Grandi was therefore arrested by municipal guard Fortunato Piccioli, who had arrived on the scene, and his entire store was searched. The putrefied remains of the four missing boys were found buried inside the store, with Grandi immediately confessing to killing them. Like Amerigo, the four children were lured inside the workshop with some sort of excuse, only to be put in the pit and crushed with the wheel that Grandi rolled on their backs, killing them.

Grandi claimed that he killed the children due to their teasing of his appearance. An autopsy concluded that the four boys had died of asphyxiation after being buried alive; their lungs were putrefied and their brains were reduced to mush, a sign of a heavy rush of blood to the head as if it had been crushed while the victims were buried in the small pits dug by Grandi.

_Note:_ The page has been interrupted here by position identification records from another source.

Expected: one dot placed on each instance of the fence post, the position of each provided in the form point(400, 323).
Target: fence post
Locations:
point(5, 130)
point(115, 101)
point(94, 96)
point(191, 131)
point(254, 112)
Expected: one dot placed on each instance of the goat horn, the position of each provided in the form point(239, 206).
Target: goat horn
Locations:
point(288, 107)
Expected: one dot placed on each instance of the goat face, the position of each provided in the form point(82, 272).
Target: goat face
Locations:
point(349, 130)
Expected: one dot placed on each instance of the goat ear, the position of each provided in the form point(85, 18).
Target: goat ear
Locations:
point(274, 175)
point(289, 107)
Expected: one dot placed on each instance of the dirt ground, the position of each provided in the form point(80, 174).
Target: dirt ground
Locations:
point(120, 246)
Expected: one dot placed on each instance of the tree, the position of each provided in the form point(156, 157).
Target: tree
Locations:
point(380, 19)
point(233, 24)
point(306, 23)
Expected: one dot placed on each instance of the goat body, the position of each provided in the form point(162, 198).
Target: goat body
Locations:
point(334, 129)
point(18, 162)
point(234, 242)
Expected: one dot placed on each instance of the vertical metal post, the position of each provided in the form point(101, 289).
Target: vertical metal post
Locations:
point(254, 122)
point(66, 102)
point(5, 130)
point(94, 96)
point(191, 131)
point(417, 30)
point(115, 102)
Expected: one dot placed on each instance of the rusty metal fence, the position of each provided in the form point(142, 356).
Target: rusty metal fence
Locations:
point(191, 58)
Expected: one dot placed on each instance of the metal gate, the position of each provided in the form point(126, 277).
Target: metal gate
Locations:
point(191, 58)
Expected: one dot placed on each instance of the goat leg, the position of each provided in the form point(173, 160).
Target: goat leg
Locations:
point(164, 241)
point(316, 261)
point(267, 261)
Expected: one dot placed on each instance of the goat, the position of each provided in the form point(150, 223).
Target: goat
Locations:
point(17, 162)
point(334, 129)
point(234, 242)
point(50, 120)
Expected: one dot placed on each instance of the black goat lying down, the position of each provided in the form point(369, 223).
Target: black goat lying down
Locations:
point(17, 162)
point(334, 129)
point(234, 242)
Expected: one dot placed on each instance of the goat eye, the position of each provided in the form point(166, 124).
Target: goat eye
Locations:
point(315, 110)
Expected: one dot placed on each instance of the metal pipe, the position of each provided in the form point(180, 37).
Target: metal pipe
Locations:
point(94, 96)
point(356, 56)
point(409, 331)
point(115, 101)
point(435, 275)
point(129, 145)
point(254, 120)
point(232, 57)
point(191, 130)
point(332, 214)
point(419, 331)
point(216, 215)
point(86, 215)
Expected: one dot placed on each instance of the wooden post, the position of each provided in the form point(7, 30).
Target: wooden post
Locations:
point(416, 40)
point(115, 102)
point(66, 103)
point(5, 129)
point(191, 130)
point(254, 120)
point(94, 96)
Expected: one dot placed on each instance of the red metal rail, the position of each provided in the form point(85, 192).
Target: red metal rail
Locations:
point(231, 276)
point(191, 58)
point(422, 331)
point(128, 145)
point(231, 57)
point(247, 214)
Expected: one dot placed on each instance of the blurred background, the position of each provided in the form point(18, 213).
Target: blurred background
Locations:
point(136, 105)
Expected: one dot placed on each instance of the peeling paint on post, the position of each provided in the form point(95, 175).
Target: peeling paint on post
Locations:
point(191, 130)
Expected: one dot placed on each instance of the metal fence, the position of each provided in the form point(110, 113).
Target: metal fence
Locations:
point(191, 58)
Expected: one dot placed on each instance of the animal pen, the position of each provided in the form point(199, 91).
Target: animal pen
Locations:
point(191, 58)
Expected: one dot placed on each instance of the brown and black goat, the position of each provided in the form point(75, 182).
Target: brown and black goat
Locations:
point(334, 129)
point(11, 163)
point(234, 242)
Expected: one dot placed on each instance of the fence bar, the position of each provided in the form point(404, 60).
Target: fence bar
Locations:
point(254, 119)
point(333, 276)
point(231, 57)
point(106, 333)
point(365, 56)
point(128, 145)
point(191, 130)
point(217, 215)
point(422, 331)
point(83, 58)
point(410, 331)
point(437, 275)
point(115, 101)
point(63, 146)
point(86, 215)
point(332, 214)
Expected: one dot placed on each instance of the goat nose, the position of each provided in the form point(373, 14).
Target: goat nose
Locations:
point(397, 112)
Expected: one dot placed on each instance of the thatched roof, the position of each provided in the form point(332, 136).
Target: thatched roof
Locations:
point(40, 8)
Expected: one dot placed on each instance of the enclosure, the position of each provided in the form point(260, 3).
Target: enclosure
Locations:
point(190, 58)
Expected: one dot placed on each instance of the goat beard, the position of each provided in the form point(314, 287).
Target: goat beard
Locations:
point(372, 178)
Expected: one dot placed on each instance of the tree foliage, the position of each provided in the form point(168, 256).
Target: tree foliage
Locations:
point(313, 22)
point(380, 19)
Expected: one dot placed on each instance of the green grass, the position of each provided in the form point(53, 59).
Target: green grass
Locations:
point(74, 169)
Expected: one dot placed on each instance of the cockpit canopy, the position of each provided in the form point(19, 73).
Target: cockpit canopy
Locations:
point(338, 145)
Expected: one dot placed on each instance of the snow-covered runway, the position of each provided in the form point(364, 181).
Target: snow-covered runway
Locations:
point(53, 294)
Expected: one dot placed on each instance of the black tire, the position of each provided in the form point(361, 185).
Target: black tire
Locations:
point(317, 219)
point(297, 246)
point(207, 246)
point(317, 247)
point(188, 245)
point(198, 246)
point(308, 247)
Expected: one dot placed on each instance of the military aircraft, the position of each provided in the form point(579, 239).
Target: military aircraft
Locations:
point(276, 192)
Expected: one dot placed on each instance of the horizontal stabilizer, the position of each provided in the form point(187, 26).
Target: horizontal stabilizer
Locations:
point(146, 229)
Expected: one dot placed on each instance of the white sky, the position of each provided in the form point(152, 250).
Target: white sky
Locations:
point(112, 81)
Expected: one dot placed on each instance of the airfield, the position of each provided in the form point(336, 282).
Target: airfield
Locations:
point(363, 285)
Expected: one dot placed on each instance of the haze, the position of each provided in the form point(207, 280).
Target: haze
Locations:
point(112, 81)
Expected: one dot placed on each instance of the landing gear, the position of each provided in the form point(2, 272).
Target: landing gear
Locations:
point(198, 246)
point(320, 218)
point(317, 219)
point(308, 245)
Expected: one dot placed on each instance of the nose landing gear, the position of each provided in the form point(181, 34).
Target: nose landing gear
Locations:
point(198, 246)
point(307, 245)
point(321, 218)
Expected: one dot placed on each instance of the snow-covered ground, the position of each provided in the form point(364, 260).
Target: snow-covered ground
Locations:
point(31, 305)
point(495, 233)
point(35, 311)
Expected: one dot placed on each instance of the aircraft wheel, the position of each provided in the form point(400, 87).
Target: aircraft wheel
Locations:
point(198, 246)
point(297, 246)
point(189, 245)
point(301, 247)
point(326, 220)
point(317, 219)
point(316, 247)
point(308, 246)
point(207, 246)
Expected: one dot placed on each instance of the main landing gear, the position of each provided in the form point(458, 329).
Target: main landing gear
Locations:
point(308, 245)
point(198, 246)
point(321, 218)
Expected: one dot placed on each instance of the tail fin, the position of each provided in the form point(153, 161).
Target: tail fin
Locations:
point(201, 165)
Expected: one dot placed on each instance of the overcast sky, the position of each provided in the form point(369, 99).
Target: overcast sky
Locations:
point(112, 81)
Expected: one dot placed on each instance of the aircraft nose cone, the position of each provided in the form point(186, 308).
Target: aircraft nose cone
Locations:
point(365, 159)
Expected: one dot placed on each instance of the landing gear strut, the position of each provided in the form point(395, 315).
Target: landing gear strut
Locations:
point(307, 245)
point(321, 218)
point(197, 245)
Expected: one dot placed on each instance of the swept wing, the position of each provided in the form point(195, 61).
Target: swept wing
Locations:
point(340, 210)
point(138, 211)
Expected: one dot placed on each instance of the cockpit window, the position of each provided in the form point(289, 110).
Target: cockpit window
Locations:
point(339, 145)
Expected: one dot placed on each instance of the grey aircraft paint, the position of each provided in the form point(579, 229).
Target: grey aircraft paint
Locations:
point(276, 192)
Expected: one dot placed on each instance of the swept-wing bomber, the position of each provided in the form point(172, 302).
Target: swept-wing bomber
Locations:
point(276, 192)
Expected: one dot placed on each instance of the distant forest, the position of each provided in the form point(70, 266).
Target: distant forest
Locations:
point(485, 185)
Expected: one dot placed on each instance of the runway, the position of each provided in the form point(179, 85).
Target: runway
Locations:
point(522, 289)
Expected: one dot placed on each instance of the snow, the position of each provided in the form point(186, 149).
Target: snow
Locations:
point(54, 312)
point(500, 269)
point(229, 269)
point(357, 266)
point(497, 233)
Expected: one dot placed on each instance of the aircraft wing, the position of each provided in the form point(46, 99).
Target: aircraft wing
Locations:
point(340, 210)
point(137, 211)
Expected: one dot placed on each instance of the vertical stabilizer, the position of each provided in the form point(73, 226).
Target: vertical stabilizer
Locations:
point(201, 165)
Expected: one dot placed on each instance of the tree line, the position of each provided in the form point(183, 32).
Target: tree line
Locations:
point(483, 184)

==Trial, internment, and death==
On 18 December 1876, a hearing was scheduled at the Florence Tribunal to decide what sentence would be imposed on Grandi. At the hearing, several doctors and psychiatrists argued that the defendant was too mentally incapacitated to stand trial. Grandi himself confessed to each of the murders in the courtroom, giving different justifications about why he killed each boy.

On 29 December, the court ruled that Grandi should spend 20 years in prison. The verdict was met with disagreement by famed criminologist Cesare Lombroso, who agreed with the defense's argument that Grandi was too mentally impaired to understand the gravity of his actions.

Grandi served his sentence at the Murate Prison in Florence, and later asked to be hospitalized at Montedomini, but this request was denied. In 1895, he was transferred to the San Salvi Psychiatric Hospital, where he remained until his death in 1911.

==Legacy==
The murders and Grandis's subsequent trial remained a topic of debate in regard to whether he was mentally capable of standing trial for his crimes centuries after it had concluded. It was the subject of a study by Patrizia Guarnieri in 1988, which was covered in local papers.